The Ashes: England begin warm-up clash with Lions at Lilac Hill Park

A lacklustre start has seen more frustrations as a former Melbourne Renegades batter raced to a half-century despite England playing their full pace attack in their lone Ashes practice match at Lilac Hill Park.
Jordan Cox, who plays for Essex in England but played four games for the Renegades two seasons ago, notched a rapid-fire half century from 67 balls on Thursday, cracking boundaries off the likes of Ben Stokes and Mark Wood.
He fell for 53 attempting to send the skipper, Stokes, who has four of the five wickets, over the ropes.
There were more players than fans as play got underway on Thursday morning as Stokes and his men prepared to take on the second XI touring squad, the English Lions.
Fast bowler Mark Wood had made a point of the love the team had been shown since he arrived in Perth a week and a half ago, but it was nowhere to be seen as perfect conditions greeted their only warm-up clash ahead of the Ashes getting underway on November 21.
England named a full-strength side for the opening day and were given the duties of bowling first, having picked four fast bowlers and Stokes as the all-rounder.
No faith was shown in spinner Shoaib Bashir, the off-spinner parked with the Lions alongside tweaking all-rounder Jacob Bethell, who appears unlikely to unseat Ollie Pope at first drop for the first Test.
Much-hyped spearhead Jofra Archer was prominent in the warm-ups, but his efforts were light amid fears he is underdone ahead of the series.

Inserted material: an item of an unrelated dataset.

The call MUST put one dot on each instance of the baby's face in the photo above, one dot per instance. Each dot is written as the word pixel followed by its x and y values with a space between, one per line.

However, he took the new ball as play got underway and after a loosening over found good rhythm, getting the odd ball to rear at the openers.
It wasn’t enough for a wicket as he and Gus Atkinson went wicketless through 10 overs.
Stokes had to turn to himself to finally claim a breakthrough, Tom Haines caught at mid-wicket pulling a length ball.
The intensity finally increased as Wood entered the attack, a short leg moved into place as he worked Ben McKinney and Bethell over.
But it was Stokes who accounted for Bethell on two, the left-hander cracking the ball straight to Archer at square leg for a good catch.
The main side were without bowling all-rounder Brydon Carse, who remained at the hotel after falling ill.
England’s preparation has been fiercely questioned both in Australia and back on home soil, with many former English greats suggesting they are leaving themselves unprepared for a baptism of fire at Optus Stadium next week.

However, captain Stokes caused a stir, calling them “has beens” as he defended his side’s light training camp.
“There’s quite a few factors that play into why we can’t prepare how the has beens maybe prepared in the past,” Stokes said.
“I don’t really know what we’re supposed to do, to be honest. Come the 21st of this month, we know that we would’ve done everything that is possible that we could’ve done to be in the right place.”